1 Critical points and variation of the gradient

Suppose that \(f(0,0)=0\) and \(\nabla f(0,0)=\begin{pmatrix}0\\0\end{pmatrix}\). We want to review and understand the second derivative test.

1.1

We argued that the sign of

\begin{equation*} \nabla f(\delta_x,\delta_y) \cdot \begin{pmatrix}\delta_x\\\delta_y\end{pmatrix} \end{equation*}

for all vectors \(\begin{pmatrix}\delta_x\\\delta_y\end{pmatrix}\) close to \(\begin{pmatrix}0\\ 0\end{pmatrix}\) was an efficient way of determinining whether \(f\) has a local max or a local min at \(\begin{pmatrix}0\\0\end{pmatrix}\).

Review why this is the case.

1.2

Let us PROVE this fact. Fix a radius \(r\gt 0\). Suppose that

  • \(f\) is differentiable on \(D_r(0,0)\)
  • \( \nabla f(x,y) \cdot \begin{pmatrix}x\\y\end{pmatrix} \geq 0\) for all \((x,y)\in D_r(0,0)\).

We will PROVE that \(f(x,y)\geq f(0,0)\) for all \((x,y)\in D_r(0,0)\).

Fix \((x,y)\) as above and find a path \(\vec{p}(t)\) that goes from \((0,0)\) to \((x,y)\) with constant velocity as time passes from \(0\) to \(1\). Write the expression for

\begin{equation*} \vec{p}(t) = \begin{pmatrix}p_x(t)\\p_y(t)\end{pmatrix} \end{equation*}

1.3

Call \(F(t)=f(\vec{p}(t))\). Convince yourself that to prove our statement it is sufficient to show that \(F(1)\geq F(0)\).

1.4

Express \(F'(t)\) for any \(t\in[0,1]\) in terms of \(\nabla f(\vec{p}(t))\) and of \(\dot{\vec{p}}(t)\). Also compute \(\dot{\vec{p}}(t)\).

1.5

Using the fundamental theorem of calculus write

\begin{equation*} F(1)=F(0)+\int_0^1 F'(t)dt=F(0)= F(0)+\int_0^1 \nabla f(\vec{p}(t)) \cdot \dot{\vec{p}(t)}dt \end{equation*}

Show that under our assumptions the integrand is non-negative and deduce the statement of our theorem.

2 The Hessian

2.1

Review from calculus the second derivative test: if \(F'(t)=0\) and \(F''(t)\gt 0\) then \(F\) has a local min at \(t\).

Why is this true?

2.2

We now want to show that the second derivative test in \(2d\) corresponds to checking the second derivative test in \(1d\) over all directions starting from the critical point.
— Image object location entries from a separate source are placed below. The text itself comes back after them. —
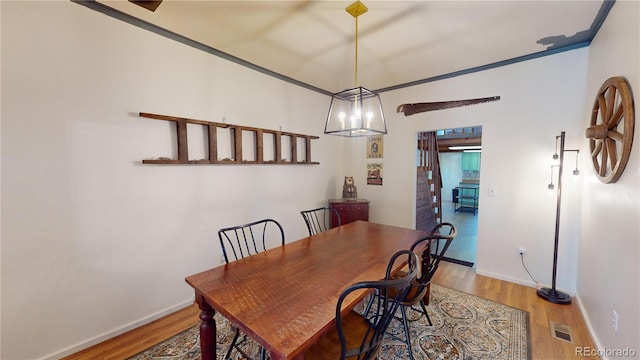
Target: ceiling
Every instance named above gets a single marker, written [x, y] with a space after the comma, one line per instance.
[400, 43]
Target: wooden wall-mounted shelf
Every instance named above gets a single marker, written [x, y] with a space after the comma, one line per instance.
[235, 132]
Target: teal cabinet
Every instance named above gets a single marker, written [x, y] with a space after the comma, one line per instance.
[470, 161]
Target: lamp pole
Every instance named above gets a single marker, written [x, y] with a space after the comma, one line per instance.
[551, 294]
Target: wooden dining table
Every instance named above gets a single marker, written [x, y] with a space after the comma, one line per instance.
[285, 298]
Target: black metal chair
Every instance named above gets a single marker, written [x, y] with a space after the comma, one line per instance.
[359, 336]
[433, 248]
[319, 220]
[250, 239]
[246, 240]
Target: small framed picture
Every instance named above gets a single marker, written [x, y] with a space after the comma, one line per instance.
[374, 173]
[374, 147]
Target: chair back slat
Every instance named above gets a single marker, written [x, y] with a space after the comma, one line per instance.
[319, 220]
[434, 247]
[387, 297]
[249, 239]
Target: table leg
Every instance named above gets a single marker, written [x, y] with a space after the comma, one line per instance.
[207, 330]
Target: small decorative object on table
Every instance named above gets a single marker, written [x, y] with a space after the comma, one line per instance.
[349, 189]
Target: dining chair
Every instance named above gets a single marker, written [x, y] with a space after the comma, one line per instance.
[432, 248]
[246, 240]
[319, 220]
[359, 335]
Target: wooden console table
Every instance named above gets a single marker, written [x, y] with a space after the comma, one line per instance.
[350, 210]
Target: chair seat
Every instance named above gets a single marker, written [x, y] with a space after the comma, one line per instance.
[328, 347]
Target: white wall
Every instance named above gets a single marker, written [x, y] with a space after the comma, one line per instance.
[539, 99]
[609, 250]
[93, 242]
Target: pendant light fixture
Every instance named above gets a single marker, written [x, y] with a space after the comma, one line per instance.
[358, 111]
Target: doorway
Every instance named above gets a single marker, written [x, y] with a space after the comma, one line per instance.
[459, 158]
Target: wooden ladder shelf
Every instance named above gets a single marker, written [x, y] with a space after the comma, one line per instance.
[236, 134]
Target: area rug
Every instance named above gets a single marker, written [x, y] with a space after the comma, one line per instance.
[465, 327]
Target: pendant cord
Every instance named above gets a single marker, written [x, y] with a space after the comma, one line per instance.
[356, 62]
The setup: \(f(x,y)\) is twice differentiable, \(f(0,0)=0\). Fix \(\vec{u}=\begin{pmatrix}u_x,u_y\end{pmatrix}\) a unit vector. Let

\begin{equation*} t\to t\vec{u} \end{equation*}

be the parameterization of the line in direction \(\vec{u}\) through \((0,0)\).

2.3

Express in terms of \(t\), \(\vec{u}\), and \(f\) the function \(F(t)\) that is the restriction of \(f(x,y)\) to the line mentioned above. Show that \((0,0)\) is critical for \(f\) if and only if \(F'(0)=0\) for however the direction vector \(\vec{u}\) was chosen.

2.4

Compute \(F'(t)\) in terms of \(\vec{u}\), \(t\), and \(\nabla f \).

Show that

\begin{equation*} F''(t)= \partial_x^2 f(tu_x,tu_y) u_x^2 + 2\partial_x\partial_yf(tu_x,tu_y) u_xu_y+\partial_y^2 f(tu_x,tu_y) u_y^2 \end{equation*}

and in particular show that

\begin{equation*} F''(0)= \partial_x^2 f(0,0) u_x^2 + 2\partial_x\partial_yf(0,0) u_xu_y+\partial_y^2 f(0,0) u_y^2. \end{equation*}

See the above recognize the entries as being the coefficients of the Hessian of \(f\) at \((0,0)\)

2.5

We now wish to regard the above as an expression that depends on \(u_x\) and \(u_y\) as variables:

\begin{equation*} G(u_x,u_y)= \partial_x^2 f(0,0) u_x^2 + 2\partial_x\partial_yf(0,0) u_xu_y+\partial_y^2 f(0,0) u_y^2. \end{equation*}

Why does \(G\) attain max and min over the set of all direction vectors:

\begin{equation*} \vec{u}\in\R^2\qquad \|\vec{u}\|=1? \end{equation*}

2.6

Parameterize the set \(\vec{u}\in\R^2\qquad \|\vec{u}\|=1\) using polar coordinates. Show that expressing \(H(\theta)=G(cos\theta,\sin\theta)\) as a function of the angle \(\theta\) we have

\begin{equation*} H(\theta)=\cos(\theta)^2 \Big(\partial_x^2 f(0,0) + 2\partial_x\partial_yf(0,0) \tan(\theta)+\partial_y^2 f(0,0) \tan(\theta)^2\Big). \end{equation*}

2.7

See

\begin{equation*} \Big(\partial_x^2 f(0,0) + 2\partial_x\partial_yf(0,0) \tan(\theta)+\partial_y^2 f(0,0) \tan(\theta)^2\Big). \end{equation*}

as a quadratic polynomial in \(\tan(\theta)\). Show that it does not change sign if \(\det(D^2f)\gt 0\) i.e. \(D^2f\) is definite while it DOES change sign if \(\det(D^2f)\lt 0\).

2.8

Conclude that you have proved the second derivative test.